The Red Bulls struggled against most teams last year—at one point going four months without a league win—but one side it has never defeated—ever—is the Seattle Sounders.
As last year's expansion team, the Sounders—in their first-ever MLS game—thrashed New York, 3-0. Then, later in the season at Giants Stadium, New York held the run of play and had the majority of chances, but a Jeremy Hall miscue allowed Seattle’s Fredy Montero to score a goal before halftime to earn a 1-1 draw.
Seattle went on to make the playoffs, becoming the first MLS team since the 1998 Chicago Fire to go to the postseason in its inaugural year. New York, of course, finished last in the league standings but is now bent on changing things around.
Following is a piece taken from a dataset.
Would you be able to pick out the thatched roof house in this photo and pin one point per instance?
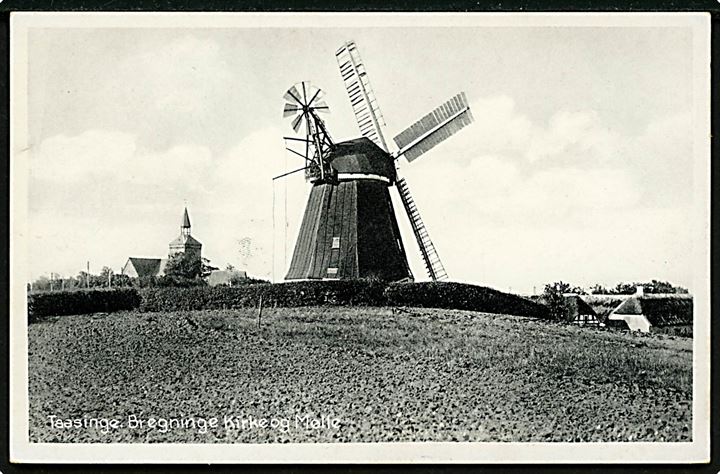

“Last year Seattle clearly came out and took it to us,” forward John Wolyniec told MLSSoccer.com. “They had the crowd and the energy behind them. I’m not sure we expected it to be quite like that.”
The Sounders earned 21 points at their Qwest Field fortress last season, which tied for most in the league. Midfielder Seth Stammler said that the form the Red Bulls showed last season in the home tie against Seattle was more indicative of how these two teams match up. True or not, Red Bulls head coach Hans Backe is ready to face a good team on the road. Seattle won its 2010 opener last Thursday night, a 2-0 defeat of Philadelphia.
“You could see that they are a good counter-attack team,” Backe said. “I think they will play the same way against us as they did against Philadelphia.”
Backe said he is impressed with the way Seattle’s Osvaldo Alonso controls the midfield tempo, and he likes Montero’s ability to score goals. But regardless of last year's results, Backe said his players this year will play their style—a style he concedes is still very much in the works. Backe said his team will strive for not just a result, but their first-ever franchise win over the Sounders.
“It’s going to be three points; we have to work with that mind set when we travel," Backe said. "It's not, 'Go for one point.' I think [that mentality] is not mentally good enough."
The atmosphere in Seattle is something special, but what are the best crowds overall in MLS? League commissioner Don Garber will rattle off Section 8 in Chicago, the bouncing stands of D.C. United and Seattle as prime examples.
Veteran forward Wolyniec, who was drafted by the then-MetroStars in 1999, has seen and experienced every environment in MLS.
“Seattle is very good," Wolyniec said. "The fans come out with their scarves, and obviously Toronto is a very intense place to play as a visitor. And I honestly think that based off the past two games there, Red Bull Arena could well be in the top three in the league if the fans continue to come out like they have.”